The Land of Painted Caves - Jean M. Auel [272]
They looked interesting and she wanted to go see them, but the Watcher led them around the left side of the large crater in the middle of the room toward another section of the cave. The left wall was hidden by a rocky mass of big blocks that she could barely make out in the light of the torches, which reminded her to knock off the excess burned ash from her torch. The light flared up and she realized that she would need to light another torch soon.
The Watcher began humming again as they approached another space defined by a much lower height. So low that someone had climbed up on the blocks and drawn a mammoth with a finger on the ceiling. On the right was the head of a bison, quickly done, followed by three mammoths, then several more drawings on rock pendants hanging from the ceiling. Ayla could see two big reindeer drawn in black and shaded to give them contours and, less detailed, a third one. On another part of the pendant, two black mammoths faced each other, but only the forequarters of the one on the left were made. The one on the right was filled in with black, and it had tusks—the only tusks she had seen on the mammoths in this cave. There were other drawings on pendants farther back, quite a distance above the floor: another mammoth engraved in left profile, a big lion, and then, surprisingly, a musk-ox identifiable by its down-curving horns.
Ayla had been so involved in trying to see the animals on the pendants in the back that it wasn’t until she heard the First join in that she realized the Watcher, the First, and the Zelandoni of the Nineteenth Cave were singing to the cave again. She didn’t join in this time. She could make bird and animal sounds, but she couldn’t sing. But she did enjoy listening.
She welcomed him back, Her lover of old,
With heartache and sorrow, Her story She told.
Her dear friend agreed to join in the fight,
To rescue her child from his perilous plight.
She told of Her grief. And the dark swirling thief.
The Mother was tired, She had to recover,
She loosened Her hold to Her luminous lover.
While She was sleeping, he fought the cold force,
And for a time drove it back to the source.
His spirit was strong. The encounter too long.
Her fair shining friend struggled hard, gave his best,
The conflict was bitter, the struggle hard pressed.
His vigilance waned as he closed his great eye,
Then darkness crept close, stole his light from the sky.
Her pale friend was tiring. His light was expiring.
When darkness was total, She woke with a cry.
The tenebrious void hid the light from the sky.
She joined in the conflict, was quick to defend,
And drove the dark shadow away from Her friend.

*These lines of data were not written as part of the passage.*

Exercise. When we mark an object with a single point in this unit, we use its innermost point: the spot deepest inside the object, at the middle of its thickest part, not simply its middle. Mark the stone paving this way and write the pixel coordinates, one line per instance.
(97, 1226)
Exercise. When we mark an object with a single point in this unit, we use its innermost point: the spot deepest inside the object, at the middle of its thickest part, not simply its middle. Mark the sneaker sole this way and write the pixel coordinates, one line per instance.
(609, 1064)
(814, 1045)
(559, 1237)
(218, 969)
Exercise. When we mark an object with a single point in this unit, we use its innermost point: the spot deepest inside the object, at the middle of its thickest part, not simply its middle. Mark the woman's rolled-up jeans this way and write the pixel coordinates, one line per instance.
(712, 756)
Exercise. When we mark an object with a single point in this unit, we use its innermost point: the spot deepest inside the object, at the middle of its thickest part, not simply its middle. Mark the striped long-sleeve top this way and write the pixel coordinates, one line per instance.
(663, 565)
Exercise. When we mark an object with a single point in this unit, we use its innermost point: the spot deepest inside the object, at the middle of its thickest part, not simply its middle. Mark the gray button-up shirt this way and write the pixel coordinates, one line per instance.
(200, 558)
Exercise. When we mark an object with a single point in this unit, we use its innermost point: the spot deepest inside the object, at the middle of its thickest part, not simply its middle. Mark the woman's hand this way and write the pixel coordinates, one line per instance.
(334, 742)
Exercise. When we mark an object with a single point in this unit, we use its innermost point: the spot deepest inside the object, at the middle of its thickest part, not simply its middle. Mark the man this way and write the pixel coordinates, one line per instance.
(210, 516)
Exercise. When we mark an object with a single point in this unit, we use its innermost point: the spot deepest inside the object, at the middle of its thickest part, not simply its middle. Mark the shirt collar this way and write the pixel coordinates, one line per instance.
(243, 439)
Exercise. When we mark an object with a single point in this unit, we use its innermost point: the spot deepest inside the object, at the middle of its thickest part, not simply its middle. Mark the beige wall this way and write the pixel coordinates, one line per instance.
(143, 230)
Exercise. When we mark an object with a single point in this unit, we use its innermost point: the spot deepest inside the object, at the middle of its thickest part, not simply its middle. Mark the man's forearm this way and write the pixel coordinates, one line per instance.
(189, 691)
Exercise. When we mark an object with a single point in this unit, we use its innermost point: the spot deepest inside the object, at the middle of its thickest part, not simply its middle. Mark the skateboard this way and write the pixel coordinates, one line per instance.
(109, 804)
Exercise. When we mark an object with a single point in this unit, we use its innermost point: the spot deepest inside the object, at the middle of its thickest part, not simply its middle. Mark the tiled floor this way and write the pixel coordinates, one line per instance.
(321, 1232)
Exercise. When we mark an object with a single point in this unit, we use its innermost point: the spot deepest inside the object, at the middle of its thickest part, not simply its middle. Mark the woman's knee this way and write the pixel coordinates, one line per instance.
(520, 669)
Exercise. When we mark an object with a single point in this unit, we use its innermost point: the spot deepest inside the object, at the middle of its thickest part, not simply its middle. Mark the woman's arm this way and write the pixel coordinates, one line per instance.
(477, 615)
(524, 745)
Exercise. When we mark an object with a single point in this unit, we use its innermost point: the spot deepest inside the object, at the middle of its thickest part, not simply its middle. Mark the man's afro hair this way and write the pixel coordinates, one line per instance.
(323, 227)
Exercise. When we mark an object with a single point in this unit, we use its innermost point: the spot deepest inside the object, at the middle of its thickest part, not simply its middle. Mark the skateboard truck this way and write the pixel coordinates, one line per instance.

But the pale face of night. Let Her son out of sight.
Trapped by the whirlwind, Her bright fiery son,
Gave no warmth to the Earth, cold chaos had won.
The fertile green life was now ice and snow,
And a sharp piercing wind continued to blow.
The Earth was bereft. No green plants were left.
The Mother was weary, grieving and worn,
But She reached out again for the life She had borne.
She couldn’t give up, She needed to strive,
For the glorious light of Her son to survive.
She continued the fight. To bring back the light.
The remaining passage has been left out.